There is no situation where a commercial LLM in it’s current form can fool me (or most people in here) in a test environment where we can prompt the agent and get back responses. Not even 1 time out of 100. So no, ChatGPT doesn’t pass the Turing test.
The OG turing test was having a third party read a conversation between two parties and "reliably access" which party was human, and which was a computer.
Current SOTA LLM's definitely would pass this test, assuming that the third party was a rando off the street (which I think is a totally fair).
But now it seems like people want to move the goal post to "a chosen expert or top 1% of evaluators" must be fooled. Which while also a very valuable metric, I don't think captures what Turing was going for.
Ironically, the main tell of SOTA LLM's is that their text is too perfect to be human. Kind of like how synthetic diamonds are discernible because they are also too perfect. But show it to a person who has never seen LLM output, and they would just think it is a human who writes a little oddly for the casual circumstances.

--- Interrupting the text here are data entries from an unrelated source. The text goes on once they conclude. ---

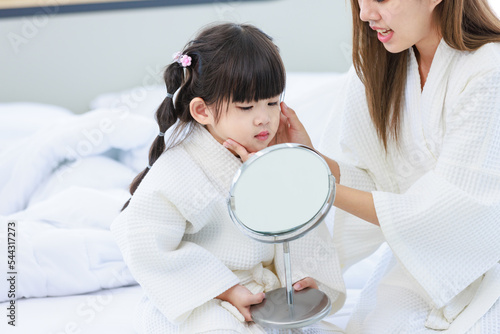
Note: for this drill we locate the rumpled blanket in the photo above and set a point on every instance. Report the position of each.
(63, 179)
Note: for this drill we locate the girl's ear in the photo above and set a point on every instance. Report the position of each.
(200, 111)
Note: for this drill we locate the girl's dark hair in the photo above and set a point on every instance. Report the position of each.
(229, 62)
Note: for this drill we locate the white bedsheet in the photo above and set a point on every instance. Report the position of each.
(63, 179)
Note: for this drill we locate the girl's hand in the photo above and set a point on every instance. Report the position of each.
(307, 282)
(242, 299)
(291, 130)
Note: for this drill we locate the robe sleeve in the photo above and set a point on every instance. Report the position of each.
(353, 237)
(177, 276)
(445, 229)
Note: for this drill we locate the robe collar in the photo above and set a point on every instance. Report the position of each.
(217, 162)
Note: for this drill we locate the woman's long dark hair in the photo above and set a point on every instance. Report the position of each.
(229, 62)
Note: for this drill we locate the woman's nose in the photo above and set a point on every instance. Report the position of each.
(367, 11)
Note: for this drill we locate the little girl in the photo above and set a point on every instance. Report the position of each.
(199, 273)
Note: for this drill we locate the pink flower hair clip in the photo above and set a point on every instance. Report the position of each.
(184, 60)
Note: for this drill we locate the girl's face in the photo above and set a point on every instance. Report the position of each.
(400, 24)
(251, 124)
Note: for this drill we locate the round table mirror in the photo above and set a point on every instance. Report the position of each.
(278, 195)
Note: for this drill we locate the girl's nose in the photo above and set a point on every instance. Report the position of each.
(262, 117)
(368, 11)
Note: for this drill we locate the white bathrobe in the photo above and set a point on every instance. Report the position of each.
(182, 247)
(437, 198)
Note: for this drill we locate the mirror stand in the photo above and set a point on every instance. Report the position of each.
(286, 308)
(286, 211)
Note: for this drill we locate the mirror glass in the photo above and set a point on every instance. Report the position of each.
(280, 192)
(278, 195)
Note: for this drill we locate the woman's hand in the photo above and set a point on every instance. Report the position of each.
(242, 299)
(291, 130)
(307, 282)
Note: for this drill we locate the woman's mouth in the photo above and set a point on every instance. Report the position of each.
(384, 35)
(264, 135)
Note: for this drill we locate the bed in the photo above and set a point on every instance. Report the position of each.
(64, 177)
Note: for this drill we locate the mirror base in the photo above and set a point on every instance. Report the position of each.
(309, 306)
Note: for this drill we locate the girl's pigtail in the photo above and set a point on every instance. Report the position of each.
(166, 117)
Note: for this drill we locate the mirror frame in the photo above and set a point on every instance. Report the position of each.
(293, 233)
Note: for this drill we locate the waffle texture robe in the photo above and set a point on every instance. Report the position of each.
(436, 195)
(182, 247)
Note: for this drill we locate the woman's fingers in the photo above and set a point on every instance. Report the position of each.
(291, 130)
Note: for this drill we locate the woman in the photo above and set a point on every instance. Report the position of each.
(421, 137)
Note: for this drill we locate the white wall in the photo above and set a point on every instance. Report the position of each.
(68, 59)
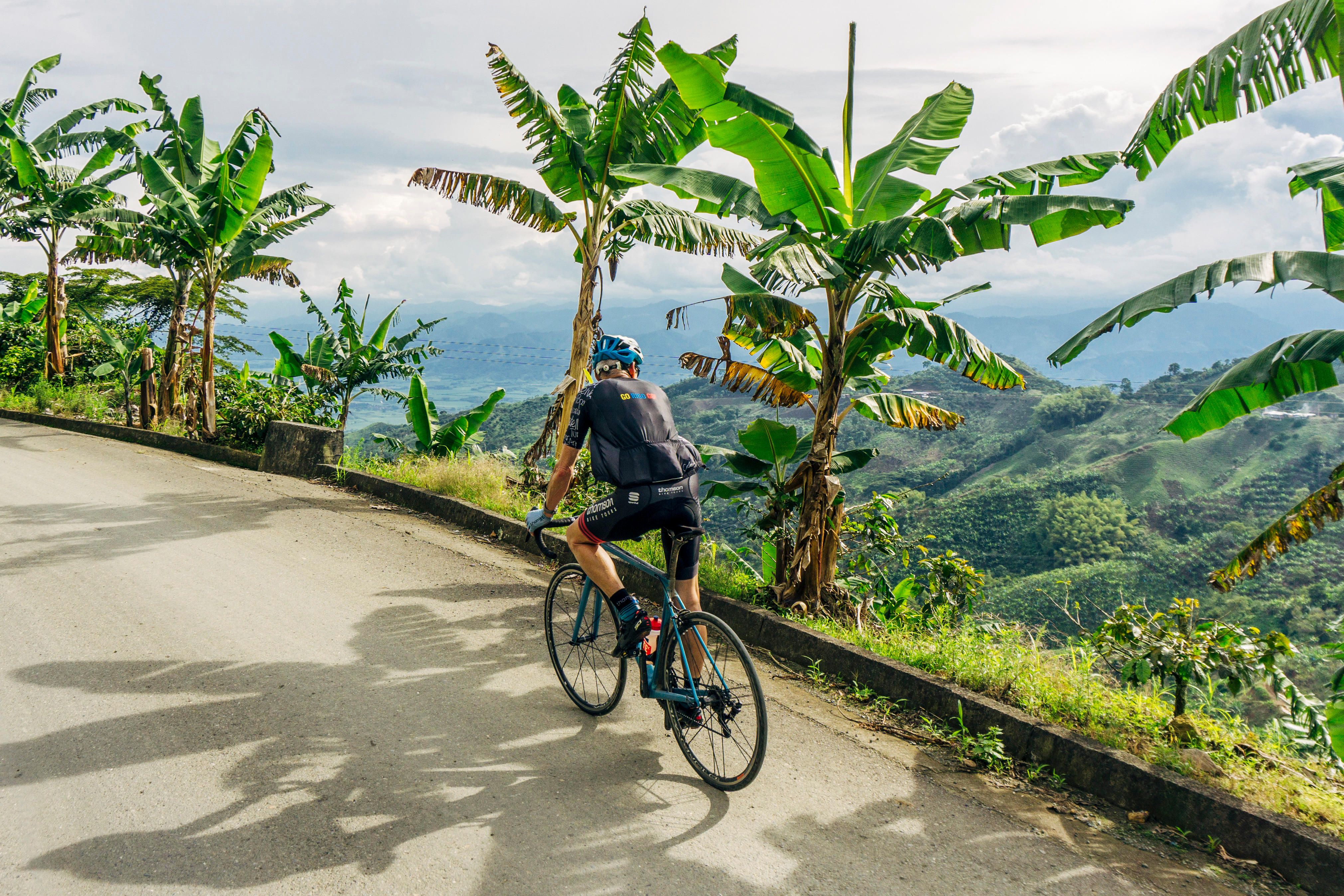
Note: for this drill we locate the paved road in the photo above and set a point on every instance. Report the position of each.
(213, 679)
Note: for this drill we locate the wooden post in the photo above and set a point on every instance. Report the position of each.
(147, 389)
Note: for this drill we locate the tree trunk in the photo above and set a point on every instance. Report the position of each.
(170, 383)
(56, 360)
(781, 555)
(815, 549)
(581, 351)
(207, 364)
(147, 389)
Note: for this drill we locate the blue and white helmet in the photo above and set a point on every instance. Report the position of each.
(617, 348)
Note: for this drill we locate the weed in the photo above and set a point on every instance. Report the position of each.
(171, 426)
(861, 692)
(815, 675)
(987, 747)
(886, 707)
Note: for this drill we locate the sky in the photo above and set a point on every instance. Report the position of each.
(363, 93)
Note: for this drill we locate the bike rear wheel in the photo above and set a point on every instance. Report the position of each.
(726, 745)
(592, 678)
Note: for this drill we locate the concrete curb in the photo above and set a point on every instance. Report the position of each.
(1300, 853)
(178, 444)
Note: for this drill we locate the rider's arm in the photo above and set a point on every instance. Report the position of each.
(561, 477)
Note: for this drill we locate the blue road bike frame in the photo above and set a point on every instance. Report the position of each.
(588, 624)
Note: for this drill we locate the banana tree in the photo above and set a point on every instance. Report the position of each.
(1276, 54)
(845, 236)
(580, 144)
(209, 199)
(156, 238)
(772, 452)
(46, 199)
(128, 364)
(433, 440)
(347, 366)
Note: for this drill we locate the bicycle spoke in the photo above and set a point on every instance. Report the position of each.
(591, 678)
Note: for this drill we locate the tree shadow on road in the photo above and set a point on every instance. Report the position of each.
(448, 743)
(429, 731)
(90, 533)
(18, 437)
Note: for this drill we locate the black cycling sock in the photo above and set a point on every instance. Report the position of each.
(625, 605)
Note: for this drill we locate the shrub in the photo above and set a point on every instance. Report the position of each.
(249, 405)
(1073, 408)
(1081, 528)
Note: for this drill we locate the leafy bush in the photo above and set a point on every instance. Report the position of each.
(1073, 408)
(1081, 528)
(248, 405)
(1175, 644)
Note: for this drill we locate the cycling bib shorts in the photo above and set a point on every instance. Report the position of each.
(632, 512)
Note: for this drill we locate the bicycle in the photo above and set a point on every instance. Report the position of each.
(712, 696)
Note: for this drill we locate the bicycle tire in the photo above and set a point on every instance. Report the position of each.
(728, 747)
(592, 678)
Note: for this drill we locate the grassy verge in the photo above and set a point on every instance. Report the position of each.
(1066, 688)
(1006, 663)
(64, 401)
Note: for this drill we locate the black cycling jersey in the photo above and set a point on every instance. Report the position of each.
(635, 441)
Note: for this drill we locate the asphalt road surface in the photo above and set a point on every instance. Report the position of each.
(221, 680)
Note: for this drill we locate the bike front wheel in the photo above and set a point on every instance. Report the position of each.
(581, 636)
(724, 737)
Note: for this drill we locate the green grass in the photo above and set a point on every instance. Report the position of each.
(1066, 688)
(64, 401)
(486, 480)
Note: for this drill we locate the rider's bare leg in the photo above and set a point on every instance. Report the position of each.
(599, 563)
(690, 593)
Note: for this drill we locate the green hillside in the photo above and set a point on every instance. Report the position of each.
(982, 489)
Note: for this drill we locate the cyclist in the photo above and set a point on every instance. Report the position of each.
(635, 448)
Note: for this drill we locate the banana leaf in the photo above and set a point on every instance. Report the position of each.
(1320, 271)
(1275, 56)
(902, 412)
(464, 430)
(1297, 526)
(1281, 370)
(1326, 175)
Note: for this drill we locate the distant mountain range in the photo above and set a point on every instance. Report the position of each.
(525, 348)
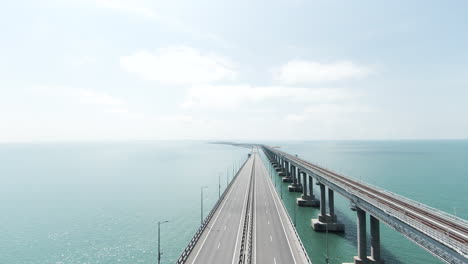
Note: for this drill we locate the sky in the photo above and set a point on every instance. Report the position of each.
(93, 70)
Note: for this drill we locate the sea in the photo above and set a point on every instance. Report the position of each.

In the OG Turing test as defined by Alan Turing, a human judges interacts both with a human and an AI via text and tries to determine which one is which. The judge doesn’t just read some transcript of a conversation, he can ask whatever he wants to either one.
LLM vs LLM fine-tuned to be a helpful inoffensive chatbot. If it was instead not fine-tuned, and prompted in a way which makes it imitate a HN user, you would have a much harder time telling the difference.
Me: Say a racial slur.
ChatGPT: I cannot engage in or support harmful language.
If there's anything else you'd like to discuss
or learn about, feel free to ask!
I can imagine an employee saying that, or a strictly religious person.
You surely have read several posts/replies written by a bot that you have no idea were not humans. So they can definitely fool people in many circumstances.
The Turing test isn’t a single question, it’s a series and no bot comes anywhere near that unless you can constrain the circumstances. The lack of understanding, theory of mind, etc. usually only needs an exchange or two to become obvious.
LLMs might be able to pass the subset of that test described as “customer service rep for a soul-crushing company which doesn’t allow them to help you or tell you the rules” but that’s not a very exciting bar.
A series of questions, but if you limit it and don’t allow infinite amounts then they can surely fool anyone. Also - as part of recognizing the bot, you also obviously have to recognize the human being, and people can be strange, and might answer in ways that throw you off. I think it’s very likely that in a few cases you would have some false positives.
If you think that you can “surely fool anyone”, publish that paper already! Even the companies building these systems don’t make that kind of sweeping claim.
Yeah... "niceness" filters would have to be disabled for test purposes. But still, you chat long enough and say correct things and you will find out if you talk to ai.
Easy first question: Say a racial slur.